Use placeholders in provisioning

You can use placeholders for configuration item (CI) properties that will be replaced with values during provisioning. Use this to create provisioning packages that are environment-independent and reusable.

For more information, see Provisioning through Deploy.

The placeholder values can be provided:

  • By dictionaries
  • By the user who sets up a provisioning
  • From provisioneds that are assigned to the target provisioned environment

Placeholder formats

The Deploy provisioning feature recognizes placeholders using the following formats:

Placeholder typeFormat
Property placeholders{{ PLACEHOLDER_KEY }}
Contextual placeholders{{% PLACEHOLDER_KEY %}}
Literal placeholders{{' PLACEHOLDER_KEY '}}

Property placeholders

With property placeholders, you can configure the properties of CIs in a provisioning package. Deploy scans provisioning packages and searches the CIs for placeholders. The properties of the following items are scanned:

  • Bound templates on provisioning packages
  • Bound templates on provisionables (items in provisioning packages)
  • Provisioners on provisionables
  • Provisioning packages

Before you can provision a package to a target provisioning environment, you must provide values for all property placeholders. You can provide values using different methods:

  • In a dictionary that is assigned to the environment
  • In the provisioning properties when you set up the provisioning in the GUI
  • With the placeholders parameter in the command-line interface (CLI)

Contextual placeholders

Contextual placeholders serve the same purpose as property placeholders. The values for contextual placeholders are not known before the provisioning plan is executed. Example: A provisioning step might require the public IP address of the instance that is created during provisioning. This value is only available after the instance is actually created and Deploy has fetched its public IP address.

Deploy resolves contextual placeholders when executing a provider or when finalizing the provisioning plan.

Contextual properties are resolved from properties on the provisioneds they are linked to. The placeholder name must exactly match the provisioned property name (it is case-sensitive). Example: The contextual placeholders for the public host name and IP address of an aws.ec2.Instance CI are {{% publicHostname %}} and {{% publicIp %}}.

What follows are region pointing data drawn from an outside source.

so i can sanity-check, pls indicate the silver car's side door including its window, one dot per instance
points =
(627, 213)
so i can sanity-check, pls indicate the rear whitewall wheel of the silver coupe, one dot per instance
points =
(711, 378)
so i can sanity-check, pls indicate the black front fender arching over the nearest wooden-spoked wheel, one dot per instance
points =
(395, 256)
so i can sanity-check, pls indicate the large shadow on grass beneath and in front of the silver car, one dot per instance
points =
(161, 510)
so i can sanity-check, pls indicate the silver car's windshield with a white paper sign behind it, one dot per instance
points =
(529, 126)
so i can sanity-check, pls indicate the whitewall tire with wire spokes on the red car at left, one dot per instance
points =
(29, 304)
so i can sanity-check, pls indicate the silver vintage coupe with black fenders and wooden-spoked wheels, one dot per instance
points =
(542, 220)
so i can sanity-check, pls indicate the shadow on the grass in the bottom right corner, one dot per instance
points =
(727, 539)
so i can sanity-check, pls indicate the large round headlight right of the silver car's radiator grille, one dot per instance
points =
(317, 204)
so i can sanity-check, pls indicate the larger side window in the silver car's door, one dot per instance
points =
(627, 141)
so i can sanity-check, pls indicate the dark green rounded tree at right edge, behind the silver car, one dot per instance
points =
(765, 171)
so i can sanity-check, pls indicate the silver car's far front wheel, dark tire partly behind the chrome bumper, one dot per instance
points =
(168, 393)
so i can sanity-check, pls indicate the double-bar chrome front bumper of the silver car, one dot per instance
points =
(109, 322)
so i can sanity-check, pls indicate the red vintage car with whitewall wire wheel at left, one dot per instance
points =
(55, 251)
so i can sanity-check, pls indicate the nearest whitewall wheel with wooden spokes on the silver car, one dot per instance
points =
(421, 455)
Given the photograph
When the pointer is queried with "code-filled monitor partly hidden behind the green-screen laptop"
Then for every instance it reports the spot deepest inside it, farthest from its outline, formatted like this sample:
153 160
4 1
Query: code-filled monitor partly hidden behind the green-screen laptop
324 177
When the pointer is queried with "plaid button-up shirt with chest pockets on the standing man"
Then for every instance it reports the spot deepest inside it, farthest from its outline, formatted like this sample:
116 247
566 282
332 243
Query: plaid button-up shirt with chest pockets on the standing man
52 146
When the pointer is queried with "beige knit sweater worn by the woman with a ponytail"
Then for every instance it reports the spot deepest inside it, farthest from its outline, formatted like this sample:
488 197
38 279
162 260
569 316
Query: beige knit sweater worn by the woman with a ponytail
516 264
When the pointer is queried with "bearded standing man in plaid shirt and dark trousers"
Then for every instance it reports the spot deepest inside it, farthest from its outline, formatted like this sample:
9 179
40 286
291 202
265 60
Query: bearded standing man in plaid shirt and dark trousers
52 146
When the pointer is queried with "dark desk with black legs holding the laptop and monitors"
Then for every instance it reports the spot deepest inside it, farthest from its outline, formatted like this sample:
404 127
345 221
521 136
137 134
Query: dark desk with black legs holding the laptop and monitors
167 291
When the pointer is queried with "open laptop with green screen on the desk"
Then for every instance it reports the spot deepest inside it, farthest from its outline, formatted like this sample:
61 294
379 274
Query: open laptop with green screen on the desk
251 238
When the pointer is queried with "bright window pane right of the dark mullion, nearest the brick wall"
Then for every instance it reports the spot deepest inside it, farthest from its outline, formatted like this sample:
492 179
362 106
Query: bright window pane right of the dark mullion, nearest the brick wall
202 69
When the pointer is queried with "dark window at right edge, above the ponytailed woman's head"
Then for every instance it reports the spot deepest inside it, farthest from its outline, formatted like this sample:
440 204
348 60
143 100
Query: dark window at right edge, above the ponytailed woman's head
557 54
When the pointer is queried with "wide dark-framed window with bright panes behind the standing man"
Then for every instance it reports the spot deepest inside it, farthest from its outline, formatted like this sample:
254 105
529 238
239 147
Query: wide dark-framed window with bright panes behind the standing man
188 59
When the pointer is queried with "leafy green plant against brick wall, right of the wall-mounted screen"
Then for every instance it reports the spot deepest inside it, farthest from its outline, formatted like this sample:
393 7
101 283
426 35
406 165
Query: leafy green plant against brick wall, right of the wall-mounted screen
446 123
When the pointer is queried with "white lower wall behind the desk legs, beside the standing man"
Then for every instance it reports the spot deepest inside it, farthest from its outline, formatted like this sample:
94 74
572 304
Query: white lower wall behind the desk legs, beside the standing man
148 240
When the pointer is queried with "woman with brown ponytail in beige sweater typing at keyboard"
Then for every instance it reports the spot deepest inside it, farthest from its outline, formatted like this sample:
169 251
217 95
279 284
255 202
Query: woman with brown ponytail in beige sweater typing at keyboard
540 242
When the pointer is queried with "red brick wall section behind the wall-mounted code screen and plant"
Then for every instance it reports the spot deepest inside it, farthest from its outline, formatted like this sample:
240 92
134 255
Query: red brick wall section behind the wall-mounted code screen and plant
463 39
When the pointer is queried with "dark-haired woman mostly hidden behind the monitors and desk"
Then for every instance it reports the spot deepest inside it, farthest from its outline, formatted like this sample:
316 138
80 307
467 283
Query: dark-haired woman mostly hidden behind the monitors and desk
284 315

If the value of placeholder is not resolved, the resolution of templates that contain the placeholder will fail.

Literal placeholders

You can insert literal placeholders in a dictionary that should only be resolved when a deployment package is deployed to the created environment. The resolution of these placeholders does not depend on provisioned, dictionary, or a manual user entry.

Example: The value {{'XYZ'}} will resolve to {{XYZ}}.